Los inversores continúan depositando su confianza en fondos de inversión, muchas veces asesorados por sus entidades bancarias. Sin embargo, esta elección puede no ser la más sabia. Un análisis reciente destaca cómo, al optar por estos fondos, muchos están renunciando a rentabilidades superiores que podrían obtener al comprar bonos directamente. Un ejemplo claro se remonta a hace unos años, cuando las letras del Tesoro ofrecían un 3%. Un particular que se acercó a su banco para adquirirlas se encontró con una desagradable sorpresa: las comisiones de compra y custodia sumaban un 1,4%, dejando una rentabilidad real de apenas 1,6%. En cambio, le ofrecían un fondo garantizado que prometía un 2%, pero cuya rentabilidad, en términos ajustados a la inflación, resultaba igualmente negativa.
Este fenómeno no es aislado.
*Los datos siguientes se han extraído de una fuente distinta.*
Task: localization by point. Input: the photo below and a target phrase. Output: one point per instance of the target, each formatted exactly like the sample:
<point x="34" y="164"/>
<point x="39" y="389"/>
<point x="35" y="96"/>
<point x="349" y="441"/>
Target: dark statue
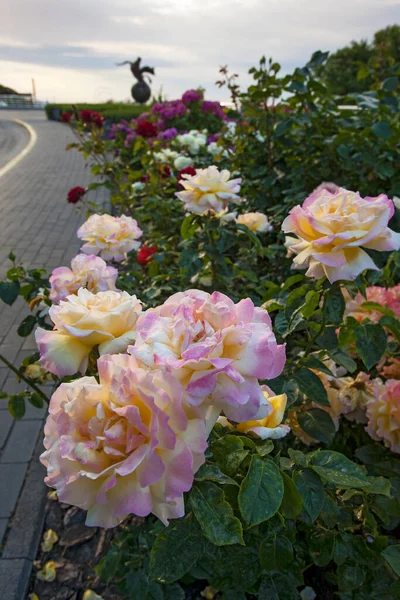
<point x="141" y="91"/>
En un contexto financiero donde proliferan los depósitos estructurados —que ligan su rendimiento a la evolución de la bolsa—, las entidades están cerrando las puertas a productos más simples y menos arriesgados. Un compañero del mismo individuo consultó en otra entidad, con la intención de invertir 200.000 euros, y se topó con una respuesta similar: no se ofrecían depósitos tradicionales, solo opciones vinculadas a fondos de inversión.
La regulación es otro factor que contribuye a esta situación. Desde la promulgación del Reglamento 809/2004 por la Comisión Europea, se ha facilitado la exclusión de los pequeños inversores del mercado de bonos. Muchos de estos instrumentos requieren una inversión mínima de 100.000 euros, lo que los convierte en accesibles solo para grandes patrimonios o fondos de inversión. Esto, además, ha generado el denominado efecto de “crowding-out”, donde los particulares son empujados fuera del mercado de renta fija corporativa.
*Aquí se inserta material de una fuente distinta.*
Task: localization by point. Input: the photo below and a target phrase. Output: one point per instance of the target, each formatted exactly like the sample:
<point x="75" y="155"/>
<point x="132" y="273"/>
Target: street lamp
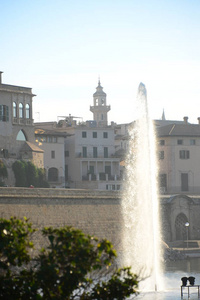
<point x="187" y="229"/>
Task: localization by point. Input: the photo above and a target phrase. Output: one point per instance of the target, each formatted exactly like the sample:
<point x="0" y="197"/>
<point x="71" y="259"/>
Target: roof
<point x="41" y="131"/>
<point x="192" y="130"/>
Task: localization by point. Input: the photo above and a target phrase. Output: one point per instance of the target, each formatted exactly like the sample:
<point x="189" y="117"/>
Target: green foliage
<point x="14" y="242"/>
<point x="3" y="170"/>
<point x="71" y="266"/>
<point x="26" y="174"/>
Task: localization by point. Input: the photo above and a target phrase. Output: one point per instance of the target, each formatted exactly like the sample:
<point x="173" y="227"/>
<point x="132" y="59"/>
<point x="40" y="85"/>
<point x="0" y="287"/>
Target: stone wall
<point x="95" y="212"/>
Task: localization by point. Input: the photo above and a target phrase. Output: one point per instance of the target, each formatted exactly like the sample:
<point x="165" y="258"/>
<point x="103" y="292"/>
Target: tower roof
<point x="99" y="90"/>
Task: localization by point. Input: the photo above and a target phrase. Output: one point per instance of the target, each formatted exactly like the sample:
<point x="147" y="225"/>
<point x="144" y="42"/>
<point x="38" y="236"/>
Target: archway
<point x="180" y="227"/>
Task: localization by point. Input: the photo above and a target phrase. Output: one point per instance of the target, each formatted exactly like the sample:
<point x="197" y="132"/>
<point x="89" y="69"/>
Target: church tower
<point x="99" y="108"/>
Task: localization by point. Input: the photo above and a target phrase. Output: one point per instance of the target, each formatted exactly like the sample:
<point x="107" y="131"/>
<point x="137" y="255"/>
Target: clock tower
<point x="99" y="108"/>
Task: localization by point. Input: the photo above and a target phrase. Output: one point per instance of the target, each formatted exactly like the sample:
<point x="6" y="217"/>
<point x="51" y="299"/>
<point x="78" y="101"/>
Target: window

Las ventajas fiscales que disfrutan entidades como fondos de inversión y SICAVs, que no sufren retenciones en los pagos de cupones, contrasta con la carga fiscal que soportan los inversores particulares. Mientras estos últimos son gravados a un tipo que puede alcanzar hasta el 45%, los inversores institucionales tributan relativamente poco, lo que genera una desigualdad en el mercado.
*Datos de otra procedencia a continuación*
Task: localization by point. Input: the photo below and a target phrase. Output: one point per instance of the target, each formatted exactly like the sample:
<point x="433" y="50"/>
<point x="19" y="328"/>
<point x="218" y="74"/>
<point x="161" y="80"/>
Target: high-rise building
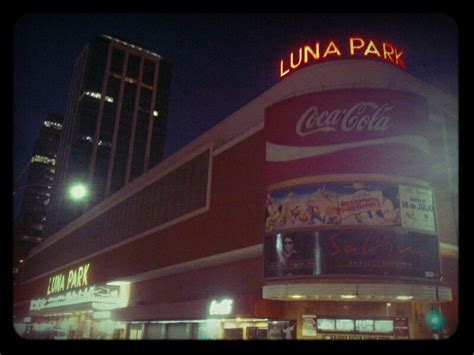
<point x="29" y="226"/>
<point x="115" y="123"/>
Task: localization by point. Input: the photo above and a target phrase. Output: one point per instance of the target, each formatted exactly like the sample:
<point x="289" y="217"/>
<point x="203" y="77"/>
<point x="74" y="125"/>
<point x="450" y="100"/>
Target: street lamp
<point x="78" y="191"/>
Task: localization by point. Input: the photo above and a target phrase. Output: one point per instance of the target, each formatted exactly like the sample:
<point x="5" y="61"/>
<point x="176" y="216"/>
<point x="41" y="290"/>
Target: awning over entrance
<point x="357" y="292"/>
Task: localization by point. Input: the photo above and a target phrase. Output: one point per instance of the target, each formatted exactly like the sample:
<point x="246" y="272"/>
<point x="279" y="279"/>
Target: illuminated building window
<point x="131" y="45"/>
<point x="54" y="125"/>
<point x="105" y="143"/>
<point x="43" y="159"/>
<point x="97" y="95"/>
<point x="87" y="138"/>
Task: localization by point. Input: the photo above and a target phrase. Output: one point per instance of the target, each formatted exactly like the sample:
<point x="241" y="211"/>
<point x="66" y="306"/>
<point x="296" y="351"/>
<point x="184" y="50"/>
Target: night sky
<point x="220" y="61"/>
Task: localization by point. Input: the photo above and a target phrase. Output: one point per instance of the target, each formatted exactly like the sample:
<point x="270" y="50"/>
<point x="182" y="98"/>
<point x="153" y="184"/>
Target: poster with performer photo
<point x="324" y="204"/>
<point x="374" y="252"/>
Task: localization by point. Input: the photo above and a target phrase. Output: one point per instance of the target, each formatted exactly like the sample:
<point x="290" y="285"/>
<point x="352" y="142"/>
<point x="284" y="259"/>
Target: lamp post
<point x="78" y="191"/>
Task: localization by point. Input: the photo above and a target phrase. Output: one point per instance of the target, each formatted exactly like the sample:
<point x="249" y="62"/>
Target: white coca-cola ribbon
<point x="278" y="152"/>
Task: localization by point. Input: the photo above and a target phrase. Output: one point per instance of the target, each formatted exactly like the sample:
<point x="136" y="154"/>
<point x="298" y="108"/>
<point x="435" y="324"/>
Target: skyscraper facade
<point x="115" y="123"/>
<point x="29" y="227"/>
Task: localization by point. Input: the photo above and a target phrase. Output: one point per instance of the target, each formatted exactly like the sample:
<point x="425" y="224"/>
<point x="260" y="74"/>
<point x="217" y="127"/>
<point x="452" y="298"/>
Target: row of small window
<point x="43" y="159"/>
<point x="54" y="125"/>
<point x="131" y="45"/>
<point x="98" y="96"/>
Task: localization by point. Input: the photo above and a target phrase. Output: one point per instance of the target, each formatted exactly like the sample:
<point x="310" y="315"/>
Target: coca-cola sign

Este panorama se agudiza con decisiones tomadas en el ámbito político. Por ejemplo, en 2007, bajo el gobierno de Pedro Solbes, se establecieron condiciones fiscales que benefician a quienes obtienen ingresos a través de cupones de bonos, mientras que el trabajador que se esfuerza para generar ingresos se ve obligado a soportar una carga tributaria significativamente mayor.
Es preocupante observar que, a pesar de estas disfunciones en el sistema, muchas facultades de Economía y Finanzas en España siguen promoviendo la idea de que los mercados de bonos son eficientes. Este desajuste entre la teoría y la práctica sigue pasando desapercibido, mientras que miles de pequeños inversores acuden a las sucursales bancarias en busca de asesoramiento que, con frecuencia, conduce a decisiones que no maximizan su rentabilidad. Así, la falta de educación financiera de los españoles, sumada a una legislación claramente favorecedora para los oligopolios bancarios, continúa perpetuando una realidad triste y preocupante en el ámbito de las inversiones.